However, Jones told Seleznev that the Morocco bombing "was an invitation to right your wrongs and recognize you were given a second chance in life," but instead, you "amassed a fortune" at the expense of thousands of small business.
"Today is a bad day for hackers around the world," said U.S. Attorney Annette L. Hayes. "As Mr. Seleznev has now learned, and others should take note – we are working closely with our law enforcement partners around the world to find, apprehend, and bring to justice those who use the internet to steal and destroy our peace of mind." 

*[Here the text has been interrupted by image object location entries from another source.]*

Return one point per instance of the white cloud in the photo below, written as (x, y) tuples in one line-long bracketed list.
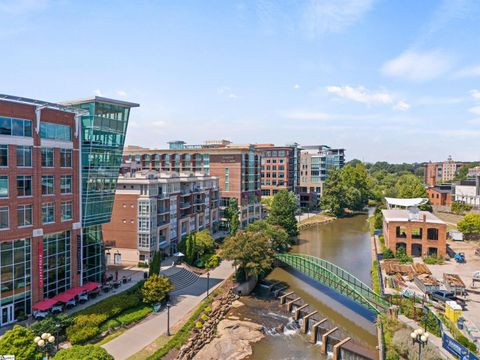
[(475, 110), (363, 95), (475, 94), (322, 16), (469, 71), (418, 66)]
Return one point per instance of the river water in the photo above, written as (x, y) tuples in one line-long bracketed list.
[(345, 242)]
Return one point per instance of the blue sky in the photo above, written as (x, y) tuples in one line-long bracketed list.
[(387, 80)]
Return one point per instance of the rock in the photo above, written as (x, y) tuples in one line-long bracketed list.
[(233, 341)]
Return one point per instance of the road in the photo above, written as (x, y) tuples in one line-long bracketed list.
[(143, 334)]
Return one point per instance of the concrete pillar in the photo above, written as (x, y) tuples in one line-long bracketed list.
[(297, 311), (283, 297), (290, 303), (315, 326), (325, 339), (337, 347), (305, 321)]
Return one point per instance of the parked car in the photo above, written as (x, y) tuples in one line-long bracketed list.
[(443, 295)]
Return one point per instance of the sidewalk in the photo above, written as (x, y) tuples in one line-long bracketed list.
[(143, 334), (435, 340)]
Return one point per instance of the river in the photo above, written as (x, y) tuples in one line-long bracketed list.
[(345, 242)]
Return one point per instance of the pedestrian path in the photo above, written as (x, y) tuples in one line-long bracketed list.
[(143, 334)]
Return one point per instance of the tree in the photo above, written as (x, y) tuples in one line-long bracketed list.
[(282, 213), (87, 352), (19, 342), (470, 226), (155, 288), (279, 238), (409, 186), (251, 251), (333, 199), (232, 214)]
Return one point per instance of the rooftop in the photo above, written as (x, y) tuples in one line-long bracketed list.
[(407, 215)]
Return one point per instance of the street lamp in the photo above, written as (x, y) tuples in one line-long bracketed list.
[(420, 337), (43, 342), (168, 319), (208, 282)]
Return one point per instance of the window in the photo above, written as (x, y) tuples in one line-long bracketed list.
[(55, 132), (432, 234), (24, 156), (66, 184), (47, 157), (48, 213), (24, 185), (3, 187), (65, 158), (3, 155), (15, 127), (66, 211), (24, 215), (47, 184), (3, 217)]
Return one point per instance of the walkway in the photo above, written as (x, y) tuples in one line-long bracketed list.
[(143, 334)]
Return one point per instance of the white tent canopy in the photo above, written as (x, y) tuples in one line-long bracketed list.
[(405, 203)]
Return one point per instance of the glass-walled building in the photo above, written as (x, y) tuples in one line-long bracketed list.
[(103, 133)]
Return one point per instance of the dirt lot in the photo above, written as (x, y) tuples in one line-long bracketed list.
[(465, 271)]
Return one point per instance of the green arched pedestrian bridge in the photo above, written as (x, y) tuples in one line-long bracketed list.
[(335, 278)]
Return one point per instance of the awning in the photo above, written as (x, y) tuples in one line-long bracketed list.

"Whether the victims are multi-national banks or small pizza joints, we are all victims when our day-to-day transactions result in millions of dollars ending up in the wrong hands," Hayes added.

Russian MP: Sentence "Passed by Man-Eaters;" My Son is innocent!


Twenty-seven years in prison is an absolutely inappropriate sentence for cyber theft, Seleznev's defense attorney Igor Litvak stated on Friday.

Seleznev's arrest in the Maldives and then extradition to the United States sparked an international dispute between American and Russian authorities. The Russian Foreign Ministry even characterized the extradition as a "kidnapping" and against all norms of international law.

Russian MP Valery Seleznev, the father of Seleznev, said the sentence was "passed by man-eaters" and that his son was "abducted."

The Roman MP added that his "son was tortured because being in jail in a foreign country after abduction is torture in itself. He is innocent."

Mr. Seleznev also said that he viewed the 27-years-prison sentence as a life sentence because his son would never survive these much years in prison.